As a deserter – and a ruffian – Smith was hardly missed by the Confederates or Galvestonians; not even – perhaps – his erstwhile comrades in the First Texas cavalry. Less reported was the fate of another of the soldiers on the skiff dispatched by the Cambria: Pvt. Joseph Cronea. In an article a few weeks later, the reporter for the Times wrote:
Intelligence has just reached us of the most cold-blooded and atrocious murder of another of these men [Joseph Cronea] by the mob, under the connivance of the rebel officers…It was simply a piece of deliberate, gratuitous, and ferocious murder. This man has never been in their service, and therefore could not come under the charge of desertion. All he was guilty of was being a loyal Texan, and of enlisting in the service of the United States. Having no charge against him, the rebel officers handed [Cornea] over to the mob, and these fiends in human form deliberately hung him – a soldier of the United States!

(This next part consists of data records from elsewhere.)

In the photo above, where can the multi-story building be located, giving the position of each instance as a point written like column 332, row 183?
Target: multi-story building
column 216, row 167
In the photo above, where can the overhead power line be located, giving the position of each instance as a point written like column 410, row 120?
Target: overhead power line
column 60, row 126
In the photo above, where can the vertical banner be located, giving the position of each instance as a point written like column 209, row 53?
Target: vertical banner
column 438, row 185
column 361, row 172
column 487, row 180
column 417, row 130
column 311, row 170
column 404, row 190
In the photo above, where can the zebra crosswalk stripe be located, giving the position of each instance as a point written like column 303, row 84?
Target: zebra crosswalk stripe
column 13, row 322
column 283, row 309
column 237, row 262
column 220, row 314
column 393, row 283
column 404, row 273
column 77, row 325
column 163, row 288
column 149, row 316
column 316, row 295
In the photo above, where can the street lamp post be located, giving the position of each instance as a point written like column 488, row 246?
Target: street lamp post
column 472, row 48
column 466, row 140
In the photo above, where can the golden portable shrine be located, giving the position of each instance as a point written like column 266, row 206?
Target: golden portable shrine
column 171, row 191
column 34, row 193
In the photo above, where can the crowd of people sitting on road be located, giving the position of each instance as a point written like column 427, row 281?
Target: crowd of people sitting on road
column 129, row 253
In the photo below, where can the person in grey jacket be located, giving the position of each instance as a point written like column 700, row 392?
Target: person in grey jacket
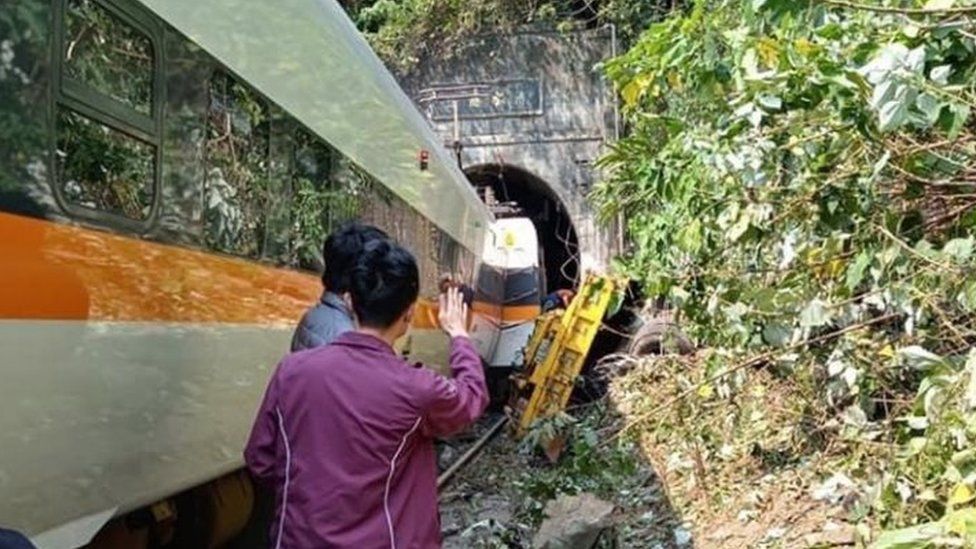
column 331, row 316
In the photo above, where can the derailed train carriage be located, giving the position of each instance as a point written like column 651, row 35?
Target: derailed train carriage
column 168, row 171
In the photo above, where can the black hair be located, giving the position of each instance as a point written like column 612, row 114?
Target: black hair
column 341, row 250
column 384, row 283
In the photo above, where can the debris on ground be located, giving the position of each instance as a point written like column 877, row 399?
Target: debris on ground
column 573, row 522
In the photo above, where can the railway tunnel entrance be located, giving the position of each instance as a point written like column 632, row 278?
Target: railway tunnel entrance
column 516, row 192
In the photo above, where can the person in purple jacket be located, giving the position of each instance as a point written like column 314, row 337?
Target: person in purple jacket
column 345, row 433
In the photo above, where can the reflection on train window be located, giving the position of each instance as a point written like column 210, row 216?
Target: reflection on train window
column 108, row 55
column 313, row 198
column 103, row 169
column 237, row 179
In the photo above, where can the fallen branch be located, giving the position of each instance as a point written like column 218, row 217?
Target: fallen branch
column 747, row 364
column 902, row 11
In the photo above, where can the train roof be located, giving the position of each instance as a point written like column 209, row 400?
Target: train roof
column 308, row 57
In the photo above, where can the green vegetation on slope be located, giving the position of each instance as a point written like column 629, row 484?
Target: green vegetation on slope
column 799, row 181
column 405, row 31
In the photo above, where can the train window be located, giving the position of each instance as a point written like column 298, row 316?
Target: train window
column 238, row 182
column 108, row 55
column 103, row 169
column 313, row 194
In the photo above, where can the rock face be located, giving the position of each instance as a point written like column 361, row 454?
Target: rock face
column 573, row 522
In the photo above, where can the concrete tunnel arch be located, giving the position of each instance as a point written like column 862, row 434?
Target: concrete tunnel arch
column 558, row 237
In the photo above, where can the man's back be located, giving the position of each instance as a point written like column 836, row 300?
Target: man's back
column 358, row 467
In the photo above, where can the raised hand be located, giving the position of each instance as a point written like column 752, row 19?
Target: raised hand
column 453, row 313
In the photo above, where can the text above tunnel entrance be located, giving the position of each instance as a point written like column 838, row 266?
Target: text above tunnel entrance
column 532, row 197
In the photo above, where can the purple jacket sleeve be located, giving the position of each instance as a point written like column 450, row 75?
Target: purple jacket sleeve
column 261, row 454
column 458, row 402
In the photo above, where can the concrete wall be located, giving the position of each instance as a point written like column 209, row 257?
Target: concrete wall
column 535, row 101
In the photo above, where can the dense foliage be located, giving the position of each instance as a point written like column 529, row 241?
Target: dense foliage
column 799, row 181
column 405, row 31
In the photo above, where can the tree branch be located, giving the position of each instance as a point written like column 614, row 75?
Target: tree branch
column 903, row 11
column 758, row 359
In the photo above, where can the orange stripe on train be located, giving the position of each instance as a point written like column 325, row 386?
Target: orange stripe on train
column 53, row 271
column 56, row 271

In fact, the New York Times article incorrectly refers to Cronea as "Cromain"...details on Cronea's demise come from the records of the First Texas Cavalry, USA, via my subscription to Fold3.com.
The "Record of Events for the First Texas Cavalry, Co. A., includes this statement, after describing the capture of the personnel on the Cambria's skiff:
Private Joseph Cronea joined this company on Dec 14, 1862. He was taken prisoner with the boat's crew above-named. He was a refugee from Texas and there is good evidence to prove that he was hung at Houston, Texas, by the Confederates on or about the 5th of February 1863 for no other crime than that of being a Texan and a United States soldier.
Likewise, Cronea's Compiled Military Service Record includes muster cards and memorandums indicating that he was killed by the enemy after being captured.
I have not been able to find any local (Galveston or Houston) reports of the hanging; the Times article was widely exchanged in the northern press.
The treatment of Cronea - and Smith, for that matter - can be put in contrast with the treatment of Captain Payne, who was captured by Col. Davis (who - apparently - turned back threats to hand Payne on the spot on the Cambria) but eventually released. His return to Galveston was treated with great fanfare.
Upon his return, the Galveston paper noted:
Capt. Payne informs us that he met with numbers of former Galvestonians both on the Cambria and in New Orleans who were most bitter in their denunciations of the Confederate Government. We will not now give their names, but they are not likely to be forgotten.
This seems a not-so-subtle threat against the safety of loyal Galvestonians were they ever to return.
If anybody has additional information on the hanging of Joseph Cronea, please contact me.
Man, these primary sources just blow me away. It's amazing how much written material has actually survived. Very cool:)
ReplyDeleteMark - I have subscriptions to two services that I just can;t do without: newspaperarchive.com and fold3.com...the screenshots you see came from both...the amount of material is just astounding!
ReplyDeleteDo you have any family information on Joseph Cronea?